Text Mining I

Published

October 23, 2023

Introduction

Welcome to the second practical of the week!

The aim of this practical is to introduce you to text pre-processing and regular expressions.

In this practical, you will learn:

Visualize the most frequent words in a data set using a word cloud and a bar plot.
How to prepare and pre-process your text data.
Use regular expressions to retrieve structured information from text.

library(tidyverse) # as always :)
library(tidytext)  # for text mining
library(tm)        # needed for wordcloud
library(wordcloud) # to create pretty word clouds
library(SnowballC) # for Porter's stemming algorithm

Preparation & Pre-process

Text data set

We are going to use the following data set in this practical.

A data set with reviews of computers.
This data set is annotated using aspect-based sentiment analysis. Aspect-based sentiment analysis is a text analysis technique that categorizes data by specific aspects and identifies the sentiment attributed to each one. You can download the data as a text file here. The original source is here.

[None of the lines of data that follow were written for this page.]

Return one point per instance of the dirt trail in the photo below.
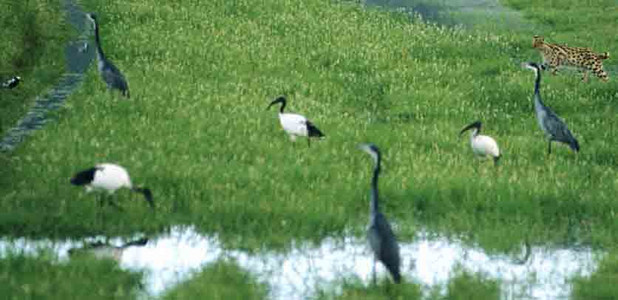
(77, 59)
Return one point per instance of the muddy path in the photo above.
(78, 56)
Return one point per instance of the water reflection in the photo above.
(540, 273)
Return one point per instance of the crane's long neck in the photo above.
(374, 206)
(537, 89)
(97, 41)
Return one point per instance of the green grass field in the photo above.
(197, 132)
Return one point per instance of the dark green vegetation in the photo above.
(43, 277)
(358, 290)
(220, 280)
(196, 131)
(32, 46)
(601, 284)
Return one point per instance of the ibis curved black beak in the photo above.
(281, 100)
(476, 124)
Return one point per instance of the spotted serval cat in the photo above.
(555, 55)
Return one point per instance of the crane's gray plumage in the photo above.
(381, 238)
(112, 77)
(554, 128)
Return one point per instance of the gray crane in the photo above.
(554, 128)
(111, 75)
(381, 238)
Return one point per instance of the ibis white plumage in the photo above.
(294, 124)
(109, 177)
(11, 83)
(483, 146)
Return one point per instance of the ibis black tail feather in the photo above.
(139, 242)
(147, 195)
(84, 177)
(396, 275)
(574, 145)
(497, 159)
(313, 131)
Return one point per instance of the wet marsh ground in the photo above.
(196, 131)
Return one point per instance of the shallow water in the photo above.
(459, 12)
(296, 274)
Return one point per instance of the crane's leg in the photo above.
(374, 271)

Each row of the file has the following format:

screen[-1], picture quality[-1] ## When the screen was n't contracting or glitching the overall picture quality was poor to fair .

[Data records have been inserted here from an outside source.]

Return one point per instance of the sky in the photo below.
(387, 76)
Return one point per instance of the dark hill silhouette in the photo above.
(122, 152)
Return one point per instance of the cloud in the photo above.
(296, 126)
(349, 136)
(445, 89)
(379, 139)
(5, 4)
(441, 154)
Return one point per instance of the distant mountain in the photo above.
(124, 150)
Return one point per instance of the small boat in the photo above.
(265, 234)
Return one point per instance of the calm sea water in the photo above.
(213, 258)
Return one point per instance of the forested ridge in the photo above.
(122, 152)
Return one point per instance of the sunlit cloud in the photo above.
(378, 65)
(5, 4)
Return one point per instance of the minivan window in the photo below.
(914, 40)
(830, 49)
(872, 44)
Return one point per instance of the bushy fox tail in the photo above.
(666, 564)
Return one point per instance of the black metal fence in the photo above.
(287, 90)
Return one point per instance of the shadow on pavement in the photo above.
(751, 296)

The aspects are shown before ##, the review is shown after ##.

Visualization

1. Use the read_delim function from the readr package to read data from the computer.txt file.

computer_531 <- read_delim(
  file = "data/computer.txt", 
  delim = "\n", 
  col_names = "review"
)

Rows: 531 Columns: 1
── Column specification ────────────────────────────────────────────────────────
Delimiter: "\001"
chr (1): review

ℹ Use `spec()` to retrieve the full column specification for this data.
ℹ Specify the column types or set `show_col_types = FALSE` to quiet this message.

head(computer_531)

# A tibble: 6 × 1
  review                                                                        
  <chr>                                                                         
1 ## I purchased this monitor because of budgetary concerns .                   
2 inexpensive[+1][a] ## This item was the most inexpensive 17 inch monitor avai…
3 monitor[-1] ## My overall experience with this monitor was very poor .        
4 screen[-1], picture quality[-1] ## When the screen was n't contracting or gli…
5 monitor[-1], picture quality[-1] ## I 've viewed numerous different monitor m…
6 screen[-1] ## A week out of the box and I began to see slight contractions of…

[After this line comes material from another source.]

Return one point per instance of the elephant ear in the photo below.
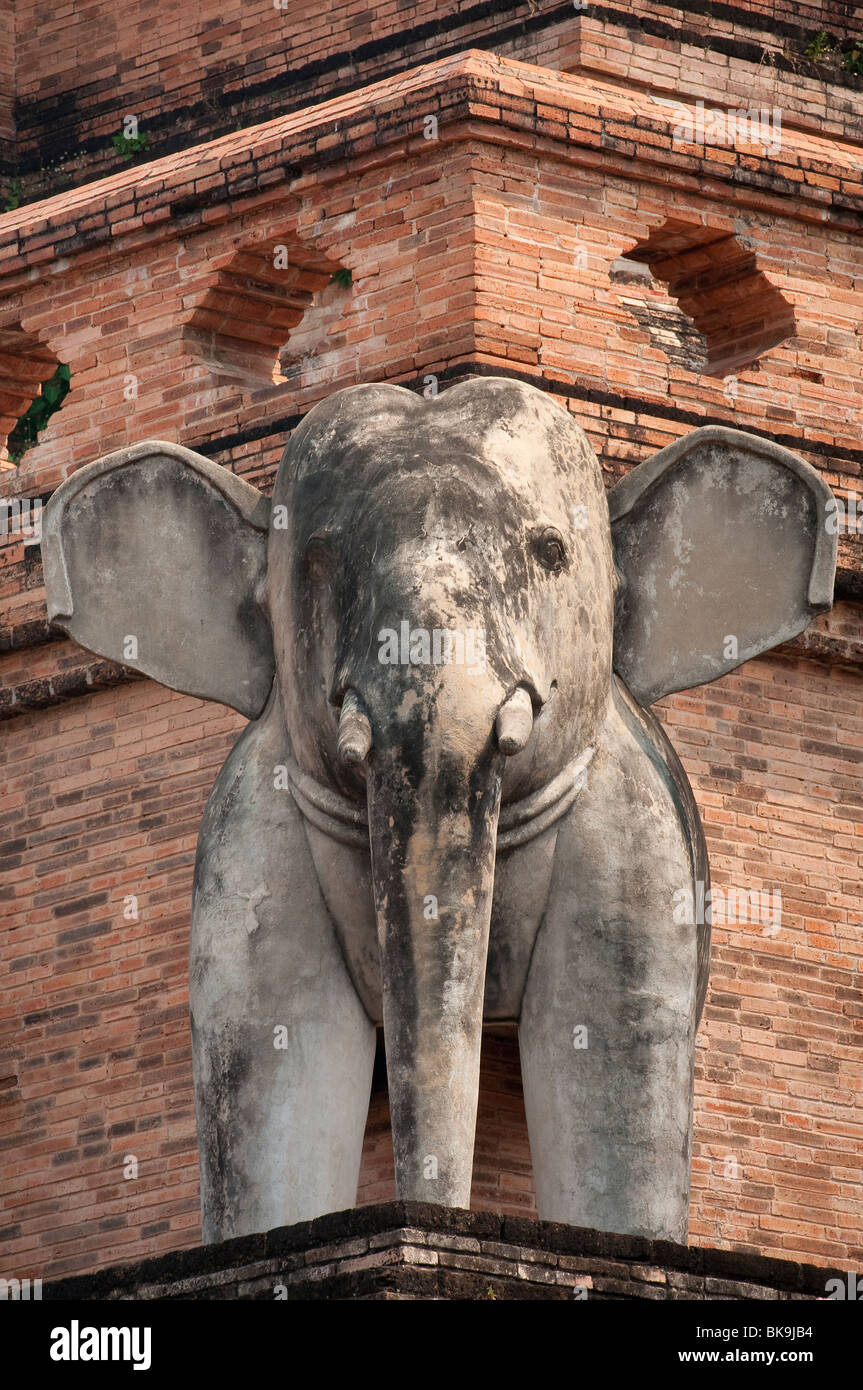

2. wordcloud is a function from the wordcloud package, which plots cool word clouds based on word frequencies in a given data set. Use this function to plot the 50 most frequent words with a minimum frequency of 5 using your data set. wordcloud will directly tokenize your documents.

Check the help file of wordcloud function (e.g., ?wordcloud) to see how to specify the arguments.

wordcloud(
  words = computer_531$review,
  min.freq = 5,
  max.words = 50,
  random.order = FALSE,
  colors = brewer.pal(8, "Dark2")
)

Warning in tm_map.SimpleCorpus(corpus, tm::removePunctuation): transformation
drops documents

Warning in tm_map.SimpleCorpus(corpus, function(x) tm::removeWords(x,
tm::stopwords())): transformation drops documents

Another way to visualize the term frequencies is using a barplot. For this we need to convert the data to a tidy format (where each word is a different row) and count the number of occurrences of each word. See the diagram below.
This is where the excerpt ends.